On Sat, 28 Feb 2026, 17:30 Ben Ashton, <[email protected]> wrote:
> …
> We now have sleep running as a child of the subshell as a process group
> leader.
> However in certain, somewhat contrived, circumstances, bash's builtin kill
> will send the signal to the WRONG process group.
>
> > Sending SIGTERM to process group: 5710 (kill -TERM -5710)
> [pid 5709] kill(-5709, SIGTERM) = 0
>
> As you can see we ran `kill -TERM -5710`, but bash actually sent it
> to process group 5709 (the subshell itself). If you don't use the
> builtin kill then it works as expected
> …
> Here is the script to reproduce the issue:
>
>
>
> setsid sleep 10 &
> pid=$!
> echo "> Started new process group $pid"
…
echo "> Sending SIGTERM to process group: $pid (kill -TERM -$pid)"
> kill -TERM -$pid
>
This is the core error: $! records a PID, NOT a PGID or a SID. On some
systems (e.g. Linux) a PGID or SID is always numerically equal to the PID
of the leader process, on others (e.g.
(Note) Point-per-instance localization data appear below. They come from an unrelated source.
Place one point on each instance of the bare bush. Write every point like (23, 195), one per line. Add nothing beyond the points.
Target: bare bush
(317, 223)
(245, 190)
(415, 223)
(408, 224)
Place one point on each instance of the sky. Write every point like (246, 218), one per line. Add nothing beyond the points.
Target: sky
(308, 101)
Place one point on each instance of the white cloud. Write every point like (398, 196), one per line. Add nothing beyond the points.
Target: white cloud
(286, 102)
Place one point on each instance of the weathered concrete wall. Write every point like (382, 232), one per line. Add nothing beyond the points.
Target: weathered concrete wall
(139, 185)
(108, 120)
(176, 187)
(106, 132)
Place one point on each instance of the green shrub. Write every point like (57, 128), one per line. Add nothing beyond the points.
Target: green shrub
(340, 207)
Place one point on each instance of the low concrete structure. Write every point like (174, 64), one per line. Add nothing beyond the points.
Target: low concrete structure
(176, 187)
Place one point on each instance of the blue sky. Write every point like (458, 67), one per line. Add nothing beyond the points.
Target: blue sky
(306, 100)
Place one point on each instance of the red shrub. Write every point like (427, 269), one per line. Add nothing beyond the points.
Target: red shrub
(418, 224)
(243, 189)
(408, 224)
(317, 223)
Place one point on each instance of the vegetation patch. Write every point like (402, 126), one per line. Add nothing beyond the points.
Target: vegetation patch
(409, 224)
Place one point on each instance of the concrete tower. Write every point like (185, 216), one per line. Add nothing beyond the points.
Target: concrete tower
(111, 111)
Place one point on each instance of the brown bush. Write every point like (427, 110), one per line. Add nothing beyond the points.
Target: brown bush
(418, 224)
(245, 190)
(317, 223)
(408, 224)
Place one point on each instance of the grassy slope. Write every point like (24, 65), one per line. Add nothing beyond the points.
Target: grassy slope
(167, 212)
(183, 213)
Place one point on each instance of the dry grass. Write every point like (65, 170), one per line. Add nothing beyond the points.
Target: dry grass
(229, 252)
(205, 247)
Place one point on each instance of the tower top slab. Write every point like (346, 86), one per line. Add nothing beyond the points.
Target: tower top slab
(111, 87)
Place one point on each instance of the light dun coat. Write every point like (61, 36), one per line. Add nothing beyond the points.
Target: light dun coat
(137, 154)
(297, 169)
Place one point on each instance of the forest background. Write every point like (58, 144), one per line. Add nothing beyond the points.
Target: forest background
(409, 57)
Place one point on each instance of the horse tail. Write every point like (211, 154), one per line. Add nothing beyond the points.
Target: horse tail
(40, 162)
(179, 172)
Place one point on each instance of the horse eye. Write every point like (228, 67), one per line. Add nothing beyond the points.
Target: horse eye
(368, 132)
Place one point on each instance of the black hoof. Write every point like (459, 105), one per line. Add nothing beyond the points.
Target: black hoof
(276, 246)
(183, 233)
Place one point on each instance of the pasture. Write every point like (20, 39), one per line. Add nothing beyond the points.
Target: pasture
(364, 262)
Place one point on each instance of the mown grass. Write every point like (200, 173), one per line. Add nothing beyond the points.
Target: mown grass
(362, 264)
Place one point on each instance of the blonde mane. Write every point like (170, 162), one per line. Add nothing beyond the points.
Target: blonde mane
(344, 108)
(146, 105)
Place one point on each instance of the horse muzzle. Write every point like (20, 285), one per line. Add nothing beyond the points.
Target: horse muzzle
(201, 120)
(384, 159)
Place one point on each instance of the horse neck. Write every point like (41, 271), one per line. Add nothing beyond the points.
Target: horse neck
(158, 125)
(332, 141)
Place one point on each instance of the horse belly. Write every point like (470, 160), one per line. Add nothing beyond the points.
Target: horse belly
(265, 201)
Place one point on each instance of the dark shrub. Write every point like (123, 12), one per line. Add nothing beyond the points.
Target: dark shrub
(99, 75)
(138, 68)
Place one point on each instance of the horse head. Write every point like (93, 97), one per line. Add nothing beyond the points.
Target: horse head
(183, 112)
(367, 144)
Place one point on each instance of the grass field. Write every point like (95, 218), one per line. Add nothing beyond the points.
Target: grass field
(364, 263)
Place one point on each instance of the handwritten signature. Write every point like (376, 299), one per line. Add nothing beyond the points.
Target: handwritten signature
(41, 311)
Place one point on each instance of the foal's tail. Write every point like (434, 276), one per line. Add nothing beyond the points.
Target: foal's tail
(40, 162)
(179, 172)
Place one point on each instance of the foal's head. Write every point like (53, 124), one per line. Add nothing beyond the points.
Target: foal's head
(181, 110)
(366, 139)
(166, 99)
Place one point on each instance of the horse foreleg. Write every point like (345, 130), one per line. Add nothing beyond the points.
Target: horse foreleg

BSD) they are unequal.
So what would you expect to happen if you go «kill -INT -$pid» on a systems
where pgrps and their respective leader pids are not identical?
Would you want it to translate the PID to its pgrps, or would you prefer it
to fail?
If it's going to do translations on BSD, why should it NOT do so on Linux?